Researchers are on the verge of developing a universal vaccine that will provide immunity to all kinds of flu viruses:-
Like all professionals, medical researchers also have grand ambitions. One of the grandest of these ambitions is to find a universal vaccine for influenza. This disease kills about 5 lakh people worldwide every year. Its potential to wreak havoc is enormous, and the only way to stop this virus in its tracks is a universal vaccine. Such a vaccine could protect us from any kind of flu, whether serious or benign. Not long ago this was considered an impossible dream , but now scientists are inching closer to achieving this dream.
At least five research groups in the world — three in the US, one in Belgium and one in Israel — have developed a kind of universal flu vaccine, and they have either already started Phase I clinical trials or will start them this year. Initial results are good in all of them — patients seem to tolerate the low doses and develop an immune response. But the big test is to come in the next year or two, when the vaccine is given to a large population and tested for efficacy. If these vaccines are good enough to stop the disease, the days of global flu-related panic may be over in about five to seven years.
Making a vaccine against a virus is a trivial or an impossible exercise, depending on the nature of the virus. Some viruses are very stable over a long time, which means that they do not mutate quickly.
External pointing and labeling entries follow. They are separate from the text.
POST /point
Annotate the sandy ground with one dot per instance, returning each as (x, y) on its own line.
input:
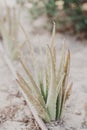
(14, 112)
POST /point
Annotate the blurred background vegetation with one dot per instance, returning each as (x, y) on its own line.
(69, 15)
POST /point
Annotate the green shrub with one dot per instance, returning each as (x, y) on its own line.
(48, 88)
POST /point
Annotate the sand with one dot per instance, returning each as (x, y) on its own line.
(14, 112)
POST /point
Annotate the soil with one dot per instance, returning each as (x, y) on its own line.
(14, 112)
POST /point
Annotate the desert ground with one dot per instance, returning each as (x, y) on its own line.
(14, 111)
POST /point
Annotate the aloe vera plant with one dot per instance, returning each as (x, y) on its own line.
(47, 89)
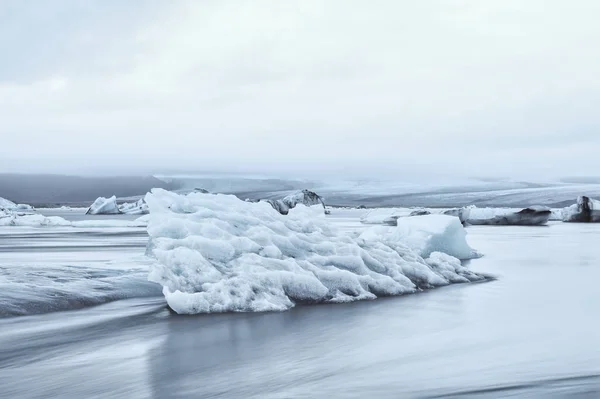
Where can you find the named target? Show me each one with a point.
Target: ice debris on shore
(216, 253)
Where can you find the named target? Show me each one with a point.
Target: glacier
(586, 210)
(217, 253)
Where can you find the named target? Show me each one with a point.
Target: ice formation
(16, 218)
(586, 210)
(387, 216)
(134, 208)
(104, 206)
(304, 197)
(6, 204)
(531, 216)
(425, 235)
(216, 253)
(109, 206)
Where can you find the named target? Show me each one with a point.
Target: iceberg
(104, 206)
(304, 197)
(386, 216)
(6, 204)
(531, 216)
(586, 210)
(425, 235)
(17, 218)
(134, 208)
(217, 253)
(109, 206)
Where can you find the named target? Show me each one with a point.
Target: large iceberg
(586, 210)
(216, 253)
(304, 197)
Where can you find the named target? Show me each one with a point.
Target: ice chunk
(104, 206)
(586, 210)
(532, 216)
(304, 197)
(217, 253)
(387, 216)
(17, 218)
(134, 208)
(425, 235)
(31, 220)
(6, 204)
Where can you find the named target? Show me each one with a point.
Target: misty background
(301, 89)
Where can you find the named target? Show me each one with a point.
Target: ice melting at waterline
(216, 253)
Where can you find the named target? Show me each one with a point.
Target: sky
(392, 88)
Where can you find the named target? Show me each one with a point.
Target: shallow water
(533, 332)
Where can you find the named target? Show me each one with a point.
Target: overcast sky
(465, 87)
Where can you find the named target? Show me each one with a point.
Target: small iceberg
(586, 210)
(304, 197)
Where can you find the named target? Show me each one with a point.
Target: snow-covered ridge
(216, 253)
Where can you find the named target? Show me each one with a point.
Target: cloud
(389, 86)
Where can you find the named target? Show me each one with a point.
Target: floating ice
(531, 216)
(109, 206)
(387, 216)
(104, 206)
(586, 210)
(304, 197)
(16, 218)
(216, 253)
(425, 235)
(6, 204)
(134, 208)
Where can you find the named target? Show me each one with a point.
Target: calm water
(533, 332)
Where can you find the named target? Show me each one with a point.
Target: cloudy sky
(463, 87)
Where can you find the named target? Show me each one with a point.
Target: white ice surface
(13, 218)
(573, 212)
(6, 204)
(216, 253)
(425, 235)
(134, 208)
(104, 206)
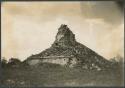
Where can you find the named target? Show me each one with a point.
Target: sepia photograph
(62, 44)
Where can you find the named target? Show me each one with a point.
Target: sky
(30, 27)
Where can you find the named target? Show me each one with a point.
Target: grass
(55, 75)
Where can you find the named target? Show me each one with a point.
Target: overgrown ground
(55, 75)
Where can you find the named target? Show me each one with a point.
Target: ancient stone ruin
(66, 51)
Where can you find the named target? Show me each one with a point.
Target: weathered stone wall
(61, 61)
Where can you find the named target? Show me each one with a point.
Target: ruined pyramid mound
(66, 49)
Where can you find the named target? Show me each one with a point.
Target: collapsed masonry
(66, 51)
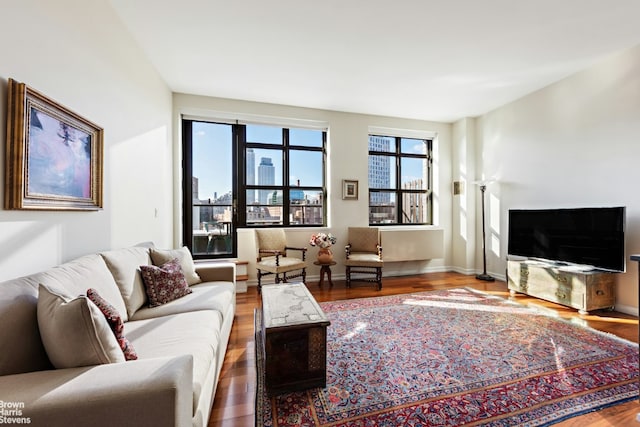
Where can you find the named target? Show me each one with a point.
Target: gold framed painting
(349, 189)
(53, 158)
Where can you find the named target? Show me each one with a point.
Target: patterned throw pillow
(165, 283)
(115, 322)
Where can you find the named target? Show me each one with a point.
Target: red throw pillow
(165, 283)
(115, 322)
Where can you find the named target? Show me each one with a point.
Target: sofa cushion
(196, 333)
(217, 296)
(161, 256)
(125, 264)
(165, 283)
(74, 277)
(74, 331)
(115, 323)
(20, 333)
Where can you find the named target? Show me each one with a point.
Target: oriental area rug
(455, 357)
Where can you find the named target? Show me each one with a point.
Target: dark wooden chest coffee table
(294, 330)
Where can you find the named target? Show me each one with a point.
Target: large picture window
(285, 176)
(400, 180)
(248, 175)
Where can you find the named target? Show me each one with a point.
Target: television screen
(586, 236)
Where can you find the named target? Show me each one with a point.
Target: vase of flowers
(323, 241)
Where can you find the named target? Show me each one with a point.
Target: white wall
(347, 159)
(574, 143)
(79, 54)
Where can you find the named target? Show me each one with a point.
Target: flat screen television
(591, 236)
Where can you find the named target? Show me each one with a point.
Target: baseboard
(633, 311)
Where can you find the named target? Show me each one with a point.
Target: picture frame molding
(22, 99)
(349, 189)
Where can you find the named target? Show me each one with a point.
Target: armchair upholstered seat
(273, 257)
(364, 256)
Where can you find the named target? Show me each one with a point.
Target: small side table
(325, 268)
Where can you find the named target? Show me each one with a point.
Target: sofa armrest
(149, 392)
(216, 271)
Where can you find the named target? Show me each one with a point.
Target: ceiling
(437, 60)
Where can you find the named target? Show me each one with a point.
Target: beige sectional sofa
(180, 345)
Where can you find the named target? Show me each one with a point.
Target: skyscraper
(379, 169)
(266, 176)
(251, 175)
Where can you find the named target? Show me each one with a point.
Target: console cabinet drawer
(583, 290)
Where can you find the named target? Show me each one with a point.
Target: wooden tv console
(584, 290)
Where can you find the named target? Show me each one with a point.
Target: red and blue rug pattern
(456, 357)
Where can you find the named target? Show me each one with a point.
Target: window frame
(239, 172)
(286, 187)
(396, 156)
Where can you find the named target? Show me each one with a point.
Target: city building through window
(400, 180)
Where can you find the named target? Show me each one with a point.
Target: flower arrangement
(322, 240)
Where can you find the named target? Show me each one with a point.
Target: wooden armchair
(273, 258)
(364, 255)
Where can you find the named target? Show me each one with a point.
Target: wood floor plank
(234, 403)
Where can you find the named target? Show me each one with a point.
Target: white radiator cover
(412, 244)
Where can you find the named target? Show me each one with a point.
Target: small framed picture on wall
(349, 189)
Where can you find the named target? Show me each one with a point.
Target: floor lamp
(484, 276)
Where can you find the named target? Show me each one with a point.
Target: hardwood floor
(234, 401)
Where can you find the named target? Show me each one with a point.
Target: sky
(214, 141)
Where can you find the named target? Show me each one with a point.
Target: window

This means that the proteins on their surface remain the same in all varieties, as in the case of small pox, which makes it possible to develop a vaccine that remains effective over long periods. The influenza virus, on the other hand, keeps mutating all the time. Most of the mutations are small, but occasionally they change in a significant way. In fact, even in seasonal flu, the vaccine does not afford full protection because there are different kinds of flu viruses and it is not possible to design a vaccine for all of them.
Periodically, the influenza virus acquires genes from flu viruses that inhabit other animals. This is how the recent swine flu emerged. This mixing of genes makes it literally impossible to design vaccines as it is impossible to predict how and when the genes will mix and in what combination.
However, scientists had not given up trying to develop a universal flu vaccine. And now there are signs that some of them will succeed.
At the Saint Louis University (SLU) in the US, like elsewhere, researchers looked for a portion of the virus that does not change even if the virus mutates. They did find such portions, called M2, on all flu viruses. This portion is involved in most of the universal vaccines under development. “All flu viruses will have an M2 portion,” says Donald Kennedy, professor of infectious diseases at the university. SLU had done Phase I clinical trials on 377 patients and found that it was tolerated well on low doses. People also developed antibodies at levels known to protect against viral infections.
This vaccine is designed to work against the so-called A strains of the influenza virus. It is the cause of two-thirds of all flu infections and all the pandemic cases. Of the other two viruses, the C type is rare and is not fatal and the B type does not cause global pandemics. The current swine flu is an A type flu, and so is the avian flu that periodically causes a pandemic scare.
At the University of Ghent in Belgium, scientist Walter Fiers also used a similar approach to develop a universal vaccine. This vaccine was licensed to the British-American company Acambis, and Phase I clinical trials are over. Acambis had also tested whether vaccinated ferrets could survive an infection from a highly lethal avian flu strain. About 70 per cent of the vaccinated animals survived, while all the placebo controls (ferrets that were administered dummy vaccines) died.
While these two groups (from the US and Belgium) — and a few others — use the M2 portion of the virus, a private company in Israel is using a combination of regions in the virus that remain the same in all types. This company, BiondVax Pharmaceuticals Ltd, licensed the technology from the Weizmann Institute in Tel Aviv. It is using a portion of the virus called M1 in combination with other portions. “It is based on peptides that are conserved in the vast majority of the flu strains,” says Ron Babecoff, president and CEO of BiondVax. A single vaccination is supposed to provide immunity for several years for many kinds of flu viruses.
Some viruses keep mutating all the time, but while most mutations are small, occasionally they change significantly.
BiondVax has tested the vaccine in animals. In a humanised mouse — a genetically engineered mouse that carries human genes — the vaccine was found to be 95 per cent effective, a level that is good enough for any vaccine. BiondVax has government approval to start human trials, and will do so this month. It is also working on what it calls the second generation universal flu vaccine.
But, at the moment, let us watch the progress of the first one.